ORIF – Volar Approach
– through FCR; radial artery radial, peel pronator quadratus off medially.
– then be prepared to do a second incision for the acute carpal tunnel syndrome decompression –

– curved incision ulnar to and paralleling the thenar crease – angle it towards the ulnar side of the wrist to avoid going through the flexor crease at righ angles and to avoid the palmar cutaneous branch which comes off radial to the median nerve, emerges about 3-4 cm above the flexor retinaculum and usually runs between palmaris longus and FCR
– the dissection should stay ulnar to axis of middle finger and ulnar to palmaris longus (if present), in line with the ring.
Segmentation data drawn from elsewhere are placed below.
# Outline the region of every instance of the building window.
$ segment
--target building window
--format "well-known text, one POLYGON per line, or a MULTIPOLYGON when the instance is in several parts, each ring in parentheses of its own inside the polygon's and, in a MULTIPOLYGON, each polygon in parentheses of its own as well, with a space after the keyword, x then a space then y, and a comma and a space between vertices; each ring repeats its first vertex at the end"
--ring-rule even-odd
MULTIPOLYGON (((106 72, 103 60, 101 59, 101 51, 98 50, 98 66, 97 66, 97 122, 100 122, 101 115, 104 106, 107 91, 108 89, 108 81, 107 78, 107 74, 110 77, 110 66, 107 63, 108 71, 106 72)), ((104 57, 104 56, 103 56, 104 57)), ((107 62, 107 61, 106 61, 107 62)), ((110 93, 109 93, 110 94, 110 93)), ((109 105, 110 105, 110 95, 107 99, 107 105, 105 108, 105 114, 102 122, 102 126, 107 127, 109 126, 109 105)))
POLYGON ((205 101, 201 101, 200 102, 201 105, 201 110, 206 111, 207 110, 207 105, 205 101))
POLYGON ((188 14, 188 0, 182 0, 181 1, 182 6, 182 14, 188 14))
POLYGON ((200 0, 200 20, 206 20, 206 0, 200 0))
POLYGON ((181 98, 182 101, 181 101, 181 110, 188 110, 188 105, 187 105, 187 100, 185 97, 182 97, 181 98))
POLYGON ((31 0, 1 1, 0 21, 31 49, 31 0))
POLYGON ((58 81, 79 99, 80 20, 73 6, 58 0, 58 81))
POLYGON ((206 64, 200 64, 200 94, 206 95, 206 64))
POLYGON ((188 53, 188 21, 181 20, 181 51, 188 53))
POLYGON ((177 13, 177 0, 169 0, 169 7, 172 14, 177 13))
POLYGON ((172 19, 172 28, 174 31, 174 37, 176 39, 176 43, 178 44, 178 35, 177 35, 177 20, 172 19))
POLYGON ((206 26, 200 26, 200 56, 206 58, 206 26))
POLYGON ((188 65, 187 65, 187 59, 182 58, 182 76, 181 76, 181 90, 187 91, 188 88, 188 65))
– identify the proximal and distal extent of the carpal tunnel
– incise the fasica, put a blunt instrument under the transverse carpal ligament, and cut down onto it – stay ulnar to avoid the median nerve and its motor branch, which may actually perforate the transverse carpal ligament
– don’t go too far distal – 5-8 mm distal to the distal margin of the ligament is the superficial palmar arterial arch.